Not to mention forcing parliament to rise for a 3-month-long recess so he could try and unite the ANC in almost every other province. It can’t be easy when provincial conferences are labelled ‘festivals of chairs’ and the dismissal and reappointment of Premiers and provincial leaders happens on a weekly basis at the passing of a court judgement. The ANC can try sell Ramaphoria all they want, but the Western Cape will hardly see the man if they’re hoping he’s somehow going to magically govern the province.

So if not Ramaphosa, then who? The reality is that if anyone is considering voting ANC in the Western Cape, they still have no clue who they’re voting into Provincial government, less than 9 weeks before a general election. And even more embarrassing than not yet having named a Premier candidate, is having to resort to using the State president to sell your party because your own candidates in the province are so excruciatingly mediocre.

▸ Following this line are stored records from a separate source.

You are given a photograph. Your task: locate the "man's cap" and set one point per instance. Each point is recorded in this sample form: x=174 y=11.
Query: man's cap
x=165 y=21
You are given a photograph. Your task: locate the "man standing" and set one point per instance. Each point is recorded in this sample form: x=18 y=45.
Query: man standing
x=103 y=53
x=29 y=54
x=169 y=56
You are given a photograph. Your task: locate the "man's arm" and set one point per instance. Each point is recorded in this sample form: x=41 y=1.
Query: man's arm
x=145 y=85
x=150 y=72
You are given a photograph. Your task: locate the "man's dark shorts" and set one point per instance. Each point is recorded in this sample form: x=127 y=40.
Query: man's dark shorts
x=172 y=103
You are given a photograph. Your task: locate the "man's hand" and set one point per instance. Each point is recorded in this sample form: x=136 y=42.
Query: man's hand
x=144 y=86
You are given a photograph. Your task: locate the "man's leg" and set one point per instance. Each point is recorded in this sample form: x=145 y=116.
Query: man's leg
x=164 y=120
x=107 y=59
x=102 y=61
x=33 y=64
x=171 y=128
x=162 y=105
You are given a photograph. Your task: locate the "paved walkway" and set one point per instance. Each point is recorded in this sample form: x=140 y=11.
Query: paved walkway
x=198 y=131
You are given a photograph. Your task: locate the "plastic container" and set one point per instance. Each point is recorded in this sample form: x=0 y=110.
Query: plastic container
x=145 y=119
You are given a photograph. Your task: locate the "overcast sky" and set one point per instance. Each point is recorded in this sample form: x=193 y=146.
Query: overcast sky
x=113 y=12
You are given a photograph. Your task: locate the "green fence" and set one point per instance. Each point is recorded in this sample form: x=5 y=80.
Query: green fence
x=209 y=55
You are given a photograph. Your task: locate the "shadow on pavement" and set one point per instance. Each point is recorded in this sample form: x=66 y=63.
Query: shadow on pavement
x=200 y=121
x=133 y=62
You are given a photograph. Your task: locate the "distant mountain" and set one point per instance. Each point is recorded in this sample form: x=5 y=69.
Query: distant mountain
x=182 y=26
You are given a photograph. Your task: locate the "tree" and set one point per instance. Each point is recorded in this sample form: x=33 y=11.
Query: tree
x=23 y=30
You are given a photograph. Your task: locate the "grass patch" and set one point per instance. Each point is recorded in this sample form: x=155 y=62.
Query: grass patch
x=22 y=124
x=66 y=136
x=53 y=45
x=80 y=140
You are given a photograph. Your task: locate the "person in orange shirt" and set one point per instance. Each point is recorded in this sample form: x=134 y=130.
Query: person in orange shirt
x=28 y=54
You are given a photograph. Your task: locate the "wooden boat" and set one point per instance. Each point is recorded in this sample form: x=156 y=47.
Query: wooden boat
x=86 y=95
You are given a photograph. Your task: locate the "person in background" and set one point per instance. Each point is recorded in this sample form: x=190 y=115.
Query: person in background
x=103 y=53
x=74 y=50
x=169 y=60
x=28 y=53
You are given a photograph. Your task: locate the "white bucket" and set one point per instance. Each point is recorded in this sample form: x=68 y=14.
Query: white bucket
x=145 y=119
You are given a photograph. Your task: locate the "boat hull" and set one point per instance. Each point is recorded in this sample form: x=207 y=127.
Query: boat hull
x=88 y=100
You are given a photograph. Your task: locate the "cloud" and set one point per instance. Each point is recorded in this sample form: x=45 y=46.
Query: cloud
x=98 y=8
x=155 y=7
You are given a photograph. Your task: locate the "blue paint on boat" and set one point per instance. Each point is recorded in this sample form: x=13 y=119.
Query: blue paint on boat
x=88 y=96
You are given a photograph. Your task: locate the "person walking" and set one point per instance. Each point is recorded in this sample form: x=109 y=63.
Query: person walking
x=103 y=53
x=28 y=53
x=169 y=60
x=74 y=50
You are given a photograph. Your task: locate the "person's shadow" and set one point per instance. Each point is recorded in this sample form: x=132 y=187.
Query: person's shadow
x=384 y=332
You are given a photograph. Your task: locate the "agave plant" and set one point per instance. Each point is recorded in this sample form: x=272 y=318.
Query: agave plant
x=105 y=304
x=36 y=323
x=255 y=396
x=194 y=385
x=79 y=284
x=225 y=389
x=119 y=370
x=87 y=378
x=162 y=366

Another one of Ebrahim Rasool’s recent quotes is this: “Come election, we want something good. Not something perfect. And that mandate for the ANC to provide something good will come from the voters and not the ANC”. While Rasool should expect a charge of plagiarism laid against him by Patricia De Lille in the near future, he, and De Lille, should know that good just doesn’t quite make the cut. Good? Really? Sure, it’s a drastic improvement for the ANC, but what an insult to the voters.

In terms of the provincial election in the Western Cape, I’m afraid the ANC has all but fallen flat. I just hope that once their lists are eventually finalised, they will up the calibre of politicians to serve as the opposition and increase accountability. If you want an ANC Premier in the Western Cape, the bad news is the party simply has no one to offer, and that in itself should make you wary of why you want to vote ANC in the first place.

Ryan Smith is Democratic Alliance Head of Research in the Western Cape Provincial Parliament.